Their navy has six, maybe seven ships, with four to five submarines, I highly doubt they'd want to send two ships and leave their shores vulnerable to begin with. 

This to me is just Iran being Iran and trying to remain relevant during the winter Olympics. They always find means to use the media to scare the shit out of people.
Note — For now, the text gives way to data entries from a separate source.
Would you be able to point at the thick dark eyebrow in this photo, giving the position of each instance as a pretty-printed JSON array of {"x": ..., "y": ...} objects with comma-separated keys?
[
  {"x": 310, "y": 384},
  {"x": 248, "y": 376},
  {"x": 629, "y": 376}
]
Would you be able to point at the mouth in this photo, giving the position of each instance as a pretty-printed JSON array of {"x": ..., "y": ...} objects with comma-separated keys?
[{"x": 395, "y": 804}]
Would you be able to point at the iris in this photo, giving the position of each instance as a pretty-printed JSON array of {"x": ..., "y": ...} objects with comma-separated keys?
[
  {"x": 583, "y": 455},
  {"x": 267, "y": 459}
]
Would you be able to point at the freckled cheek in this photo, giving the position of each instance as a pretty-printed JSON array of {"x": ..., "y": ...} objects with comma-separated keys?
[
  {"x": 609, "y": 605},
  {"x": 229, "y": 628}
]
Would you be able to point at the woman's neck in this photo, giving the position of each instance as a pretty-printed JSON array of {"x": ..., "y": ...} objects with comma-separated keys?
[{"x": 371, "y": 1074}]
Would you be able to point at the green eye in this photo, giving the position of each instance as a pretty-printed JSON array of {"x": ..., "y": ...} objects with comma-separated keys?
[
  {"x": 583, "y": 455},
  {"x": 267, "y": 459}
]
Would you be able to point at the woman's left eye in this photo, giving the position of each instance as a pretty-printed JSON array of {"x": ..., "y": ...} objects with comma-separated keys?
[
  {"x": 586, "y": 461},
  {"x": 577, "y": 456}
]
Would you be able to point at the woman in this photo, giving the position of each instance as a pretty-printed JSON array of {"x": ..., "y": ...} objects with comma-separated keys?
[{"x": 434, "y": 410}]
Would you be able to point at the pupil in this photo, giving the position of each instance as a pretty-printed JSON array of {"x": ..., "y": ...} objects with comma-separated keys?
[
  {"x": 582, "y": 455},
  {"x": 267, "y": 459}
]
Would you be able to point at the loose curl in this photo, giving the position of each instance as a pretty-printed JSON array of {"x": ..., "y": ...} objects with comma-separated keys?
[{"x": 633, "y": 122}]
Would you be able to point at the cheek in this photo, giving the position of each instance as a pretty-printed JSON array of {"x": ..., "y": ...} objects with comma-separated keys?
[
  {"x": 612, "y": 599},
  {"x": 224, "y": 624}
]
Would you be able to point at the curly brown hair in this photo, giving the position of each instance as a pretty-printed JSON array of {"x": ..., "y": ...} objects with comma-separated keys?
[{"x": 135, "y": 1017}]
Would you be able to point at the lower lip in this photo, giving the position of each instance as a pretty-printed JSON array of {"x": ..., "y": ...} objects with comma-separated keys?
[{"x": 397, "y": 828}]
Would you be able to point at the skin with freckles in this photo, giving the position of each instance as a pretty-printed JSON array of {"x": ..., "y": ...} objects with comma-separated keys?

Y'all are being duped.


----------



## Geaux4it

Meanwhile- Iranian ships to test the US border security.Word is they will beach in Florida like the boat people..

-Geaux


----------



## The Rabbi

When will Obama apologize to the Iranians?


----------



## rdean

Iranian war ships are an example of the type of military that comes from a conservative religious state.  Everything is substandard.


----------



## The Rabbi

rdean said:


> Iranian war ships are an example of the type of military that comes from a conservative religious state.  Everything is substandard.



You come from a conservative religious state?


----------



## S.J.

Iranian warships?


----------



## bianco

Warships heading to one's waters are not to be trifled with.
Should be interesting...Iranian Navy v US Navy.
Trouble is...in any attack by Iran [with nukes?]...US sailors would likely die.


----------



## Shaarona

bianco said:


> Warships heading to one's waters are not to be trifled with.
> Should be interesting...Iranian Navy v US Navy.
> Trouble is...in any attack by Iran [with nukes?]...US sailors would likely die.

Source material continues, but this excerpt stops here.